Я отпил глоток воды из бутылки, стоявшей на полу возле наших шезлонгов.
– Лина, я торговец наркотиками, а не продавец сладостей, поэтому…
– Тогда выбери что-нибудь одно.
– Как-то у Колина возникли трудности с доставкой груза из Аргентины. Во флоридском таможенном управлении сменилось начальство, и те, кто нам обычно помогал, боялись, как бы не попасться. Тогда я сам отправился в Аргентину и перекупил у местных поставщиков сотню голов скота, который должен был отправиться на забой в Штаты, купил, разумеется, с переплатой, но это был пустяк по сравнению с тем, что мы собирались наварить на порошке. Перед самой отправкой я упаковал груз в плотный пластик и вставил коровам в… ну, ты понимаешь.
Все прошло, как мы планировали. Когда коровы без проблем миновали таможню, мы извлекли наркотик, а самих коров продали одному флоридскому ковбою, который владеет сетью стейкхаусов на юго-востоке.
– Ну, и что тут плохого, если, конечно, не считать сам факт контрабанды?
– Понимаешь, во время перевозки пара пакетов лопнула, и матросам пришлось скормить коров акулам.

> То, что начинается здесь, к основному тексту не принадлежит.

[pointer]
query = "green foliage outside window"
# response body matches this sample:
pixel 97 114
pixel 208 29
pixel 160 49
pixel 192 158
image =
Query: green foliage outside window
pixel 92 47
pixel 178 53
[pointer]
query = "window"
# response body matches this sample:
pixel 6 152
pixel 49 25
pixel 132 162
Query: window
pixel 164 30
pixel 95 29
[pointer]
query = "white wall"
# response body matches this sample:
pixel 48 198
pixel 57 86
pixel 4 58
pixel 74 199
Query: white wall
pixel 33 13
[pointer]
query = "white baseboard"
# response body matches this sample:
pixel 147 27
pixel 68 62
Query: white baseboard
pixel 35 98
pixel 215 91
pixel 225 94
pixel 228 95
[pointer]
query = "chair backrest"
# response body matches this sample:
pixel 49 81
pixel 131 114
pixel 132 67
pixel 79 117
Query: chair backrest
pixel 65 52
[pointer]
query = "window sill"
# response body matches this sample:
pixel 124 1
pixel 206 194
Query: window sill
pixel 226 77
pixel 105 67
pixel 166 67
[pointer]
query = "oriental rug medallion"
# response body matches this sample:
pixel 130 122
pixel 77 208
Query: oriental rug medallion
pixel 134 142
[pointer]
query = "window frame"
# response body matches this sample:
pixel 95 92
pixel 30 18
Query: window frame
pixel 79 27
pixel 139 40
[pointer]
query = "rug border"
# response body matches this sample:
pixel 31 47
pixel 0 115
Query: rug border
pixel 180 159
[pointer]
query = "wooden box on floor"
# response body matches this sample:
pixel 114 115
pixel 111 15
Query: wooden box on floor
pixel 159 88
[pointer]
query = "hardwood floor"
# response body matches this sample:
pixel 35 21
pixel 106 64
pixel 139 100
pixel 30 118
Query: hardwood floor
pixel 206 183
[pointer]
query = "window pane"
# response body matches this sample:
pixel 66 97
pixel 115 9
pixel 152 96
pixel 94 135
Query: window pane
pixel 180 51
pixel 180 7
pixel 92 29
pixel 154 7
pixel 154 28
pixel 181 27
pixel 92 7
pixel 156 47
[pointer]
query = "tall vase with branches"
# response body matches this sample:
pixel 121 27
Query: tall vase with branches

– Ты спокойно относишься к тому, что люди гробят себя кокаином, но жалеешь двух коров, которых через неделю все равно должны были пустить на бифштексы?
Я покачал головой:
– Ты спросила, чего я больше всего стыжусь, и я рассказал то, что первым пришло мне на ум. Что касается наркотиков, то до недавнего времени я считал, что мы не делаем ничего особенного, только поставляем препарат тем, кто считает допустимым расслабляться подобным образом. В конце концов, никто же не винит продавцов вина в том, что у людей появляются проблемы с алкоголем? Мне хотелось спать спокойно, поэтому я старался не думать о последствиях нашей деятельности и не замечать тех клиентов, чья привычка к белому порошку переросла в зависимость. Если кто-то не способен преодолеть тягу к наркотикам, это его трудности, не мои. Мы с Колином, словно бутлегеры времен сухого закона, поставляли людям то, что они хотели, пусть даже для этого нам приходилось действовать нелегально. Да, наркотики – это яд посильнее, чем спиртное, он отравляет всех, но мне казалось, что на нас он не подействует. Что мы каким-то образом останемся невосприимчивы к этой отраве. И, возможно, поначалу так и было, но потом… Нет я вовсе не имею в виду, что мы сами начали нюхать или колоться, однако торговля наркотиками сама способна превратиться в привычку, в потребность, справиться с которой очень нелегко.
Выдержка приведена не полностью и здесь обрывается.